Yet scoring isn't Jefferson's biggest contribution. He's making smart defensive plays that don't show up in the box score, but are key for a team that is switching to contain elite offensive threats. Whether it's taking on Shaun Livingston to prevent him from posting up smaller players or making up for a teammate's mistake at the last second, Jefferson has helped prevent easy Warriors buckets.

He's also brought the hustle, ranking fifth in total defensive rebounds for the Cavaliers and third in steals despite averaging just 17 minutes a game. He tries to deny the ball when possible and has been flying all over the court trying to get back in transition to prevent fast-break points.

As good as Jefferson has been, he's still a flawed player. There are times when he makes the same mistakes that drove past coaches crazy. His impact is only amplified by a Cavaliers' bench that has struggled greatly to contribute and Love's struggles defending anyone on the Warriors' roster in space. On the rare occasion in which Jefferson looks like a poor man's Iguodala, it's only because the ineptitude of some of his teammates makes him shine. He's not late-career Grant Hill. This is not a new beginning. Far from it.
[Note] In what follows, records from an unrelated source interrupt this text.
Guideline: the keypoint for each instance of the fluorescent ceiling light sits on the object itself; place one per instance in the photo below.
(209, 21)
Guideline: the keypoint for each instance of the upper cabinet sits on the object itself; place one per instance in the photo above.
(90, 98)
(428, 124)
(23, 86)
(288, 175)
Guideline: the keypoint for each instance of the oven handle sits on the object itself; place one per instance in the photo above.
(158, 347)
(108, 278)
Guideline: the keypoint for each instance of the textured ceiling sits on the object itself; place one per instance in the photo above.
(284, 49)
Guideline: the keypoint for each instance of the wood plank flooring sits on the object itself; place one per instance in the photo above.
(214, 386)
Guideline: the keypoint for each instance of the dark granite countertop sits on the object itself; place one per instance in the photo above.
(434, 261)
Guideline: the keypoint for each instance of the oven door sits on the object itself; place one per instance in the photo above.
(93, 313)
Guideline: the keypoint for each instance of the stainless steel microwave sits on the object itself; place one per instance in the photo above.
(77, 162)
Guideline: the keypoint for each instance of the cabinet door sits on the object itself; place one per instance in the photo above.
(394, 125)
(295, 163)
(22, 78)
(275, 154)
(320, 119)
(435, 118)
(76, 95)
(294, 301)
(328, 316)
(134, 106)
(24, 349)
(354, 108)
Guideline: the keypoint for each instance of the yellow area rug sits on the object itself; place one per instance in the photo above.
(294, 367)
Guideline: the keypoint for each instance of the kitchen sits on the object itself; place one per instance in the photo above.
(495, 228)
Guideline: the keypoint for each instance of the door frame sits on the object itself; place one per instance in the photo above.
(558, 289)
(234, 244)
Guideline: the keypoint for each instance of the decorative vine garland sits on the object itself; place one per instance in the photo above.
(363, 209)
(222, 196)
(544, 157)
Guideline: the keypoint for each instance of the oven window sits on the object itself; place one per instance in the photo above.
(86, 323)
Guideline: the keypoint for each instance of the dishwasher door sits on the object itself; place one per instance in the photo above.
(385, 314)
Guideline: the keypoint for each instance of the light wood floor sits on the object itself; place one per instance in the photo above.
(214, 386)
It is, however, an unexpected chance to alter the narrative surrounding his career. Jefferson was first considered an athlete who benefited from playing with Jason Kidd, then a player putting up empty stats on bad teams before becoming one of the few high-profile failures the Spurs had. The following years had him playing the part of journeyman collecting a check on mediocre teams.

Now, in what will likely be the last chapter of his career, he's become the wily veteran on a team near a championship. Whether the Cavaliers lift the Larry O'Brien or not, that makes the oft-maligned Jefferson a winner.